Additional general comments:
Evaluation of write-up validation by: _____________________________ Date _________
Supervisory reviewer: _________________________________________ Date _________
Adapted from Paul JR, Bunnell WW: The presence of heterophil antibodies in infectious mononucleosis, Am J Med Sci 183:90–104, 1932; and Sumaya CV: Infectious mononucleosis and other EBV infections: diagnostic factors, Lab Manage 24:37–45, 1986.
Chapter Highlights
• Quality assurance indicators and quality control (QC) are tools to ensure that reported laboratory results are of the highest quality.
• The Clinical Laboratory Improvement Amendments of 1988 (CLIA ’88) established a minimum threshold for all aspects of clinical laboratory testing.
• Voluntary QC standards have been set by TJC, COLA, and CAP.
• Nonanalytical factors related to testing accuracy include the following: qualified personnel; established policies; procedure manual; test requisitioning; patient identification, specimen procurement, and labeling; preventive maintenance of equipment; appropriate testing methods; and inaccurate results.
• The Institute for Quality Laboratory Medicine has developed measures to evaluate quality in the laboratory based on the phase of testing: preanalytical, analytical, and postanalytical.
• Quality control monitors the accuracy and reproducibility of results through control specimens. Accuracy describes how close a test result is to the true value. Precision describes how close the test results are to one another when repeated analyses of the same specimen are performed. It is possible to have great precision, but without accuracy if the answer does not represent the actual value tested.

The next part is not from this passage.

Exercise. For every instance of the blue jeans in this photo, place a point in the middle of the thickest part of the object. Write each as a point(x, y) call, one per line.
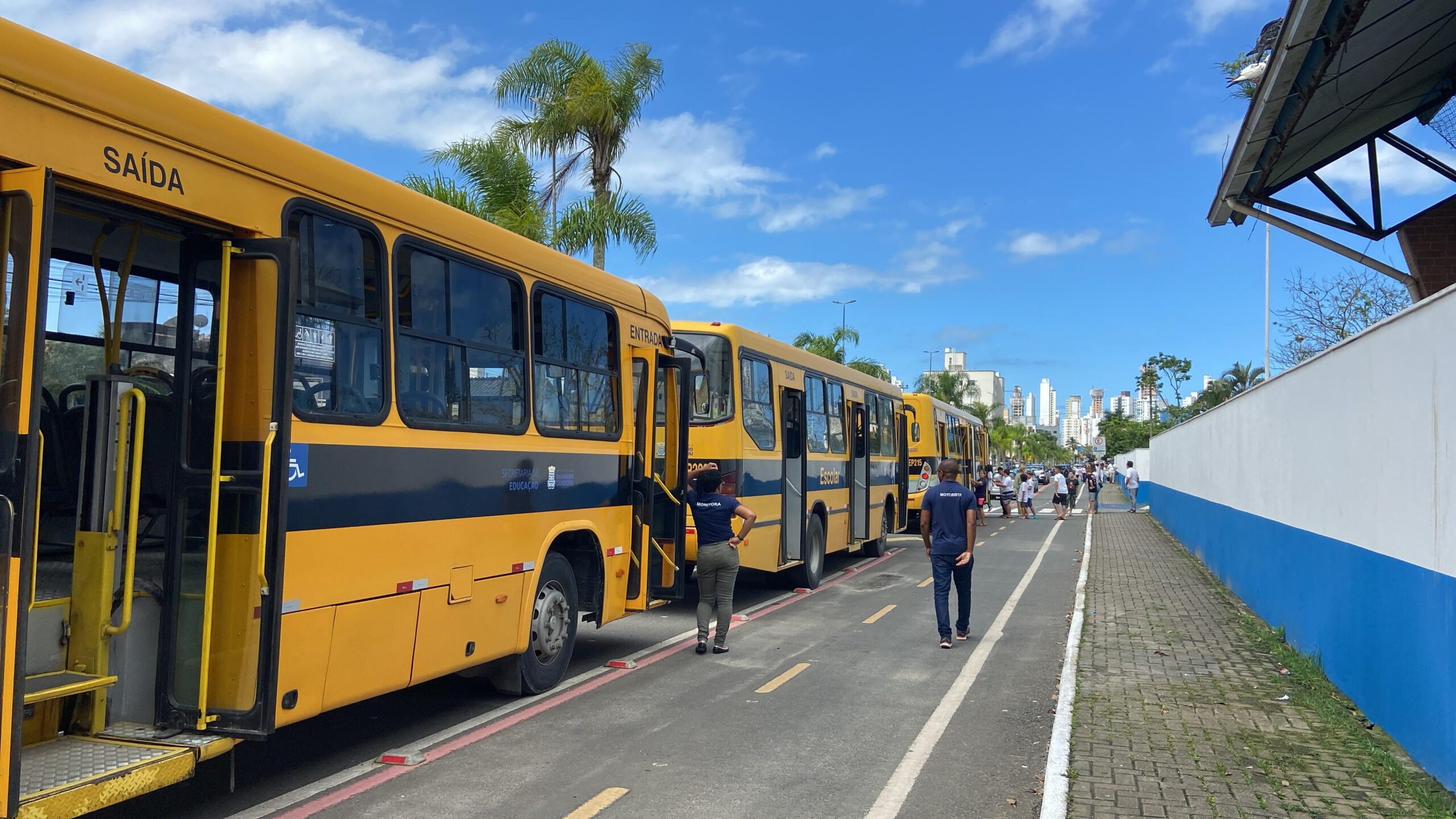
point(944, 569)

• The precision of a test, its reproducibility, may be expressed as a standard deviation (SD) or the derived coefficient of variation (CV); it is used to compare SDs of two samples. A procedure may be extremely accurate but so difficult that values are not clinically meaningful.
• Assessing sensitivity and specificity of a test involves tests positive, tests negative, disease present (positive), and disease absent (negative). Sensitivity is the proportion of subjects with a specific disease or condition who have a positive test result. Specificity is the proportion of subjects without the specific disease or condition who have a negative test result.

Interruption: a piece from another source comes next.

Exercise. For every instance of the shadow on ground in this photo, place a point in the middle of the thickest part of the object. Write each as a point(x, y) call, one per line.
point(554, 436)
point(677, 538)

• Assessing the predictive value (PV) requires knowledge of the sensitivity, specificity, and disease prevalence. Prevalence is the proportion of a population who has the disease. Incidence is the number of subjects who have the disease within a defined period per 100,000 population.
• Proficiency testing (PT) is incorporated into the CLIA requirements. In addition to internal QC programs, each laboratory should participate in an external PT program to verify laboratory accuracy.
• A control specimen has a known value and is similar in composition to the patient’s blood. A control value out of the acceptable range (out of control) may result from the deterioration of reagents, faulty equipment, dirty glassware, lack of attention to timing or temperature, use of inappropriate methods, or poor technique.
• Reference range for a particular measurement is usually a normal bell-shaped curve.
• Mean is the mathematical average of the values. Median is the middle value. Mode is the most frequently occurring value. Standard deviation (SD) is the square root of the variance of the values.
• Reference range is the range of values that includes 95% of the test results for a healthy reference population, formerly referred to as normal values or normal range.
• Biometrics attempts to describe statistical variations in biological observation.
• Each laboratory must determine the reproducibility for each new procedure and establish acceptable limits of variation for control specimens.